メジロ大好き
@2754natsuki
2026年4月25日
正欲
朝井リョウ
読み終わった
正しさ、まとも、多数派、常識。そのどれも明確な基準はなく、そうなるとマジョリティ側の大衆が思い描く大まかな輪郭でしか象れない。そんな大まかな輪郭から弾かれた人。そもそも最初から輪郭にすら触れられない「正しい」の梯子を外された人。
地球上に生命体として「生きる」状態であるためには、他者との繋がりが時として命を引き留めてくれる。一方でその多数派との繋がりにより少数派との相違点が浮き彫りにされ、その異常性を大多数の指摘によって引きずり出され傷つく可能性もある。そんな人々を受け入れる社会を作ろうと、多数派の傲慢な活動で振りかざされる「多様性」という軽薄で便利な言葉。

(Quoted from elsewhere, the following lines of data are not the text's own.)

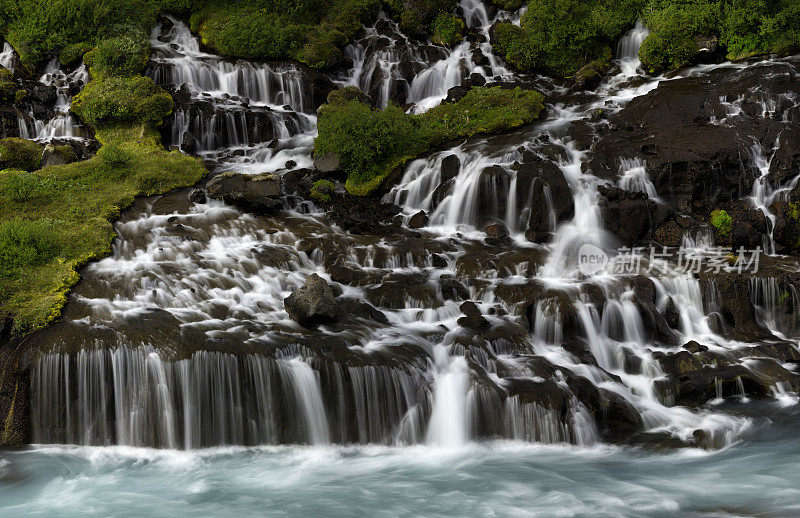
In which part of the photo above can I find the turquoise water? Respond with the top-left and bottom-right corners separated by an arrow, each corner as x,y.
0,405 -> 800,518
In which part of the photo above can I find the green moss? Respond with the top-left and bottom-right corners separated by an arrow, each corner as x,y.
0,137 -> 42,171
90,33 -> 150,78
191,0 -> 381,69
0,0 -> 161,73
0,126 -> 205,332
58,41 -> 94,67
431,13 -> 464,47
314,87 -> 543,196
492,0 -> 646,77
70,77 -> 173,126
310,180 -> 335,203
639,0 -> 800,72
711,209 -> 733,237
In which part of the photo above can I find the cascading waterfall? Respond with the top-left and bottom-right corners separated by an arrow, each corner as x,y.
26,14 -> 796,458
0,41 -> 14,71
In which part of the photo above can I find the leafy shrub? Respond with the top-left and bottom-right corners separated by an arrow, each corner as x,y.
71,77 -> 173,126
0,0 -> 159,71
0,137 -> 42,171
711,209 -> 733,237
492,0 -> 646,77
639,1 -> 718,72
310,180 -> 335,203
91,33 -> 150,77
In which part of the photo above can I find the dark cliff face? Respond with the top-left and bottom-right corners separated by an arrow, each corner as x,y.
0,6 -> 800,448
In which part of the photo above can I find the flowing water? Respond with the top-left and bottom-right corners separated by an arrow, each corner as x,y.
0,5 -> 800,516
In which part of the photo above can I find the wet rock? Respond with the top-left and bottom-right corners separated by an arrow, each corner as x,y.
283,273 -> 339,326
440,155 -> 461,183
517,160 -> 575,236
189,189 -> 206,203
314,154 -> 341,173
206,173 -> 283,212
458,301 -> 489,329
408,210 -> 428,228
439,275 -> 469,300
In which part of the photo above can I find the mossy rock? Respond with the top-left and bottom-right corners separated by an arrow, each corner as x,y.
70,77 -> 173,126
431,13 -> 465,47
0,137 -> 43,171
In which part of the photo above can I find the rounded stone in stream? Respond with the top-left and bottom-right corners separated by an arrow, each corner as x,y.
408,210 -> 428,228
283,273 -> 338,325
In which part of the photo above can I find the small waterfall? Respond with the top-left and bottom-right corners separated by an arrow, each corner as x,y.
617,158 -> 658,200
149,18 -> 314,112
287,358 -> 330,444
0,41 -> 14,71
426,352 -> 470,448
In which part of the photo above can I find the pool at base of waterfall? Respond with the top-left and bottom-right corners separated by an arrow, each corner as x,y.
0,403 -> 800,518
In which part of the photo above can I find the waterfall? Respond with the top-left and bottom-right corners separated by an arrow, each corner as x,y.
0,41 -> 14,71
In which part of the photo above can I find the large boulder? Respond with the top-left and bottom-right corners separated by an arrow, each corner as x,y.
206,173 -> 283,212
283,273 -> 339,326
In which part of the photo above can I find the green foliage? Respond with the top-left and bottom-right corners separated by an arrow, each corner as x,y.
91,33 -> 150,77
639,0 -> 718,72
0,126 -> 205,332
492,0 -> 646,77
58,41 -> 92,66
314,87 -> 543,195
431,13 -> 464,47
191,0 -> 380,69
639,0 -> 800,72
0,0 -> 160,72
390,0 -> 458,37
310,180 -> 335,203
0,218 -> 59,279
711,209 -> 733,237
71,77 -> 173,126
0,137 -> 42,171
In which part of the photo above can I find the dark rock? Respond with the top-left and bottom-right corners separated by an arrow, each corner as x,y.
439,275 -> 468,300
408,210 -> 428,228
206,173 -> 283,212
283,273 -> 339,325
314,155 -> 341,173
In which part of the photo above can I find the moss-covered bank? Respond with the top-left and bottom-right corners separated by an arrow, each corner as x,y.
314,86 -> 544,195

多数派が構築した正しい価値観の社会で日々思い知らされる、少数派が自認している己の異常性による苦しみ。受け入れなくていい。自分が多数派に理解されないことは、自分が一番理解しているから。ただ、放っておいてほしい。干渉しないでほしい。自分の居場所さえ奪わないでくれたら、それだけを許してくれたら、あとは勝手に生きるから。「明日、死にたくない」とすら思えないマイノリティの、さらに極致にある人の生きづらさが描かれている。
はじめは点で孤立した存在の登場人物たちが、それぞれ違う世界の正欲に振り回される「しっくりこない」生き方で進んだ先に、一つの事件へ集約していく過程は背筋がゾクゾクする面白さ。この先は袋小路しかないと分かっていながら突き進むような、なのに止まることを許してくれない物語。読んでいるときの、肺腑に水を注がれるような息苦しさは「正欲」でしか味わえない読書体験だった。